Common Problems and Solutions

  • Rollover limit drops after connecting via USB hub: Powered USB hubs generally do not affect HID rollover. Unpowered or poorly shielded hubs can occasionally corrupt HID packets. Test directly in a motherboard USB port to rule out the hub.
  • Keyboard advertises NKRO but test shows 6KRO: Many keyboards require a firmware switch or a special key combination to enable NKRO mode (often a Fn + key combo listed in the manual). Check the manufacturer's documentation for a gaming mode or NKRO toggle.
  • Modifier keys seem to reduce the non-modifier limit: Modifiers use separate bytes in the HID report, so they typically do not consume the six non-modifier slots. If you see limit changes with modifiers held, the keyboard may have a firmware quirk rather than a protocol issue.
  • Test shows fewer keys on wireless mode than wired: Wireless HID profiles sometimes use compressed report formats to reduce packet overhead. Check whether the keyboard has a wired + NKRO mode option that can be enabled via firmware.

N-Key Rollover FAQ

Do I need NKRO for normal typing?

Usually not. Most everyday typing and office shortcuts work comfortably within the 6KRO limit, since it is rare to hold six non-modifier keys simultaneously during normal text input.

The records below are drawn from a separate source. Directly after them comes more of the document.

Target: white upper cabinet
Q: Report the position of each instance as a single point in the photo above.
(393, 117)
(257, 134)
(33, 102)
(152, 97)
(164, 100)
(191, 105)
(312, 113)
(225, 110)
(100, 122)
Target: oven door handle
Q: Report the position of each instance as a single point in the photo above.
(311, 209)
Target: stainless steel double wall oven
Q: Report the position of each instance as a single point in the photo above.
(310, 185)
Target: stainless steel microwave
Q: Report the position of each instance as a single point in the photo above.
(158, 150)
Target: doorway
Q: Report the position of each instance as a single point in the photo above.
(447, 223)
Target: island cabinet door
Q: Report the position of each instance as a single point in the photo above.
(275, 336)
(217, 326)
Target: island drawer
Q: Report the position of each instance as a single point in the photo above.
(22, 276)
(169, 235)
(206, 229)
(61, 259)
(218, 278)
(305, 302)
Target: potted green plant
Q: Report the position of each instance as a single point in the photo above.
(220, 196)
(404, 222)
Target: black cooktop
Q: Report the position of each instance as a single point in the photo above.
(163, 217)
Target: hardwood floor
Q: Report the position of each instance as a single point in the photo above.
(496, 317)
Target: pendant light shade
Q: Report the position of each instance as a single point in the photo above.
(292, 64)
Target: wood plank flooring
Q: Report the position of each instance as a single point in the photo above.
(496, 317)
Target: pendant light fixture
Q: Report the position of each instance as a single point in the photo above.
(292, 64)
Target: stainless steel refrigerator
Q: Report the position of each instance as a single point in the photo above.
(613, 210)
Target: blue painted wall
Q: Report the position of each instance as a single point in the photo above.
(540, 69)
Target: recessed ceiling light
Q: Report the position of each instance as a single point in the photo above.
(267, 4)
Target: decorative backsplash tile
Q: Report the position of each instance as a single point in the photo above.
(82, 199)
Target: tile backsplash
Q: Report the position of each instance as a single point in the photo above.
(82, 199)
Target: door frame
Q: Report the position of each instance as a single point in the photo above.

Gamers, rhythm game players, and users with complex shortcut needs are the most likely to benefit from full NKRO.

Why does the rollover result change with different keys?

Because the internal keyboard matrix assigns keys to different rows and columns. Rollover limits are often enforced per matrix zone rather than globally. Some rows and columns have diodes protecting every intersection; others rely on the default protocol limit.

Can I test rollover on a laptop keyboard?

Yes. Laptop keyboards are often exactly where users notice rollover and ghosting limits, particularly during gaming. The slim switch mechanisms and compact matrix designs in laptops frequently show lower rollover than standalone gaming keyboards.

Is 6KRO enough for gaming?

For most games, yes. Typical real-time game inputs rarely exceed four or five simultaneous keys. 6KRO becomes insufficient in rhythm games, fighting games with complex input sequences, or MMOs where many ability bindings are held together with modifiers.

How is N-key rollover different from anti-ghosting?

Anti-ghosting is a hardware design that prevents false phantom key signals in a matrix keyboard by adding diodes. NKRO is the practical result: with full anti-ghosting across every key, the keyboard can report all simultaneously held keys without dropping any. A keyboard can have partial anti-ghosting (only in specific zones) and therefore not achieve full NKRO on the whole board.